Overall, the forest area has increased to 7,13,789 sq km or 21.71% of the geographical area of India. Including plantations outside the recorded forest areas on plots of less than one hectare, the total green cover now stands at 8,09,537 km (24.62%). India remains one of the top 10 countries in terms of forest cover, with Brazil leading with 59.4%, followed by Peru at 56.5%.
Releasing the report, Minister Yadav said that 17 states now have 33 per cent forest cover. “Mangroves have also increased, which is encouraging as they are extremely important for the protection of coastal areas from natural calamities like cyclones… The forest produce list is also being prepared and will be presented soon.”

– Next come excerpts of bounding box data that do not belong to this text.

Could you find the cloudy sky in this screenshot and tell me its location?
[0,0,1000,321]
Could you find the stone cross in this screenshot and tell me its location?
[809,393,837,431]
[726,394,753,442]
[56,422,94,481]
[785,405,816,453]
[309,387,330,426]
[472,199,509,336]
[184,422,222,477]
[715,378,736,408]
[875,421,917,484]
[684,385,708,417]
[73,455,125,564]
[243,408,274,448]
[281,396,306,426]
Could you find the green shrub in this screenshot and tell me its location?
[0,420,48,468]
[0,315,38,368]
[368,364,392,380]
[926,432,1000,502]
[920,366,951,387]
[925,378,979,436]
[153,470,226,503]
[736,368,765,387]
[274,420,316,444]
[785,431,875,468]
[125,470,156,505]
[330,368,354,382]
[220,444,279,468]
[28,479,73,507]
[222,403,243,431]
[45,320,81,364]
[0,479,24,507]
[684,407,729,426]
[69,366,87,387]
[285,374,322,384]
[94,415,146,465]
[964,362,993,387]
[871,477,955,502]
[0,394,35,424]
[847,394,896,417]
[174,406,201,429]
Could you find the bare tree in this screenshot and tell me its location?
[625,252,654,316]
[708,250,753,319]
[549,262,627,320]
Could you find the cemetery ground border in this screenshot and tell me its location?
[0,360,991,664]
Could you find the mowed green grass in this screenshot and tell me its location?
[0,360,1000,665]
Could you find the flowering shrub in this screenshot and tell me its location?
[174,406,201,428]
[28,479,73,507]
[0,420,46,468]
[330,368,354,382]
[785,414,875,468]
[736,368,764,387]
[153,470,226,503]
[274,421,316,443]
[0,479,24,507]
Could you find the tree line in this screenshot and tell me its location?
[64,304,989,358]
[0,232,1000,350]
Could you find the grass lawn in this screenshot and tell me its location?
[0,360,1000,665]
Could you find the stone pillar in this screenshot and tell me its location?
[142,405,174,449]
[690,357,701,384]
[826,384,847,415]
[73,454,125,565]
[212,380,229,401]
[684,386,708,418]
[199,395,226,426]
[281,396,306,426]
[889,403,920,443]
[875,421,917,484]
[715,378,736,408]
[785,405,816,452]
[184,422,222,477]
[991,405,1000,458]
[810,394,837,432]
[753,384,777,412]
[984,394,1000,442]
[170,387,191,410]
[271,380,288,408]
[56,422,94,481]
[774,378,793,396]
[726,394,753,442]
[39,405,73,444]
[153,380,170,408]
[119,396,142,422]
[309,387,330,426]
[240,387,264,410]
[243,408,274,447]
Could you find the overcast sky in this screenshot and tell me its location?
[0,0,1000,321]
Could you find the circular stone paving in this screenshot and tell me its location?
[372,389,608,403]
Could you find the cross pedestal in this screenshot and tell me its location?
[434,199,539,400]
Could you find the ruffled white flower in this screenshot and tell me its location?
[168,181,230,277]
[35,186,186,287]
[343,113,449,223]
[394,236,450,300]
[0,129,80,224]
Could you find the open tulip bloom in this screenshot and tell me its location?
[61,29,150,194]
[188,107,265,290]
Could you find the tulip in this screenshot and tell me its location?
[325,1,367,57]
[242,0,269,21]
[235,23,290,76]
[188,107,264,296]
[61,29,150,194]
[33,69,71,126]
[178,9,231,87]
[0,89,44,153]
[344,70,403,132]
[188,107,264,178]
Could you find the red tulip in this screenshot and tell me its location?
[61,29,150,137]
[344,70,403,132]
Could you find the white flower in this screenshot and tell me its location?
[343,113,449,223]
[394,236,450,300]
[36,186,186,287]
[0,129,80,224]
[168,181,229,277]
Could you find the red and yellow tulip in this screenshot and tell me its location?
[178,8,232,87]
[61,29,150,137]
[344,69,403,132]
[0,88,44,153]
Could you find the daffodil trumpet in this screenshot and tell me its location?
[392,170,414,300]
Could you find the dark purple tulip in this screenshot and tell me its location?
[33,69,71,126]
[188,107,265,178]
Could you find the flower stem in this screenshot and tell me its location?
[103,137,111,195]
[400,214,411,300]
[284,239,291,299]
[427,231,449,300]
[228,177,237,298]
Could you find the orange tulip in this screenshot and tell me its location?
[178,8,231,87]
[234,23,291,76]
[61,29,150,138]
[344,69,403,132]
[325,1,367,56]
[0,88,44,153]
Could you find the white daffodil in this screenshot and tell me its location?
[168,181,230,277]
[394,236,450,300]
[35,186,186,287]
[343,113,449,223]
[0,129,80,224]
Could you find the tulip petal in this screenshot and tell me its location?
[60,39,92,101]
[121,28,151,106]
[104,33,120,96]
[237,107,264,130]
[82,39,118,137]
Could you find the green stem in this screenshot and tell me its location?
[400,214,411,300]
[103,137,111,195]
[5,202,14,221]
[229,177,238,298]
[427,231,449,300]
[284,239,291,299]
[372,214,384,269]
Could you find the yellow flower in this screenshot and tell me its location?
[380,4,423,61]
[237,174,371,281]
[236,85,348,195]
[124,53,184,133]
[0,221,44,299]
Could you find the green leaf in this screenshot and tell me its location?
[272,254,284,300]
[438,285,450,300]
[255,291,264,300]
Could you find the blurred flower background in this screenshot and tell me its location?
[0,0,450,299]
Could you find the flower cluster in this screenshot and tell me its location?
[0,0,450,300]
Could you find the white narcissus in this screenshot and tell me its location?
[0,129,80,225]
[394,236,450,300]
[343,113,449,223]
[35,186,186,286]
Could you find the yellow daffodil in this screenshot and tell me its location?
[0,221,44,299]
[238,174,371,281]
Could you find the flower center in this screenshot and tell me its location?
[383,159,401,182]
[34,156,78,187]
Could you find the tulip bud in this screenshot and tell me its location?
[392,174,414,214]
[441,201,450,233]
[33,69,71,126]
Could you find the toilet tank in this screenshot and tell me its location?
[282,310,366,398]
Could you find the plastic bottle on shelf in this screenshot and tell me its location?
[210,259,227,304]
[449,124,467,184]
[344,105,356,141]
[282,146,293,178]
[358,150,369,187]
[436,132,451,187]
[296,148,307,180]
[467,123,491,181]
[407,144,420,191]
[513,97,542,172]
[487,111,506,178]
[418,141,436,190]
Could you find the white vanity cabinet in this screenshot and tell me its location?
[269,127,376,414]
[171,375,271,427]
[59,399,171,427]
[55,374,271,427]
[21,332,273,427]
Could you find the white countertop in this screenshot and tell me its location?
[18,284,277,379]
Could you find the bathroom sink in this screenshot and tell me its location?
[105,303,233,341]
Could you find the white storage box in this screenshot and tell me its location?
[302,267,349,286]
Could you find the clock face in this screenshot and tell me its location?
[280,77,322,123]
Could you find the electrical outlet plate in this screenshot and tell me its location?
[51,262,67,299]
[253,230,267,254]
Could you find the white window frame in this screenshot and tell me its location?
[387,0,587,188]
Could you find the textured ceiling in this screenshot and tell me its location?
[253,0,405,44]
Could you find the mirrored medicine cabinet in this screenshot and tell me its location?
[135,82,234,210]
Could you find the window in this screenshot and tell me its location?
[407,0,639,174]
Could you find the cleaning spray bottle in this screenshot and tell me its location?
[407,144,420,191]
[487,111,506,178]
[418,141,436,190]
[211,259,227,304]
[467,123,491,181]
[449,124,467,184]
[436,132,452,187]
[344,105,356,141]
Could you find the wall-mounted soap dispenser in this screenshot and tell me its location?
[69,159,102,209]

Since 2019, the area under mangroves has increased by 17 sq km to 4,992 sq km, and the tree cover has increased to 721 sq km. Out of 52 tiger reserves, 20 have registered an increase in forest cover since 2011. Overall, the forest area in tiger reserves and corridors has decreased by 22.6 km (0.04%). There has been an increase in the reserves of Baksa, Anamalai and Indravati while Kaval, Bhadra and Sunderbans have suffered the most.
The report puts the total carbon stock in the country’s forests at 7,204 million tonnes – an increase of 79.4 million tonnes compared to 2019. It also identifies 35.46% of the forest cover as prone to forest fires.
ISFR 2021 attributed “improved conservation measures, conservation, afforestation activities, tree plantation campaigns and agro-forestry” to an increase in forest cover or an improvement in forest canopy density, while it focused on cultivation, felling of trees, natural disasters, anthropogenic pressures and developmental activities attributed. To the detriment, especially in the Northeast.
The report, however, makes no distinction between the origin of “tree crops (whether natural or man-made)”, and “all trees with bamboo, fruit-bearing trees, coconuts, palm trees, etc., on plots of 1 hectare”. makes no distinction between “species”. and above and with “canopy density of more than 10 percent” are included as forest cover.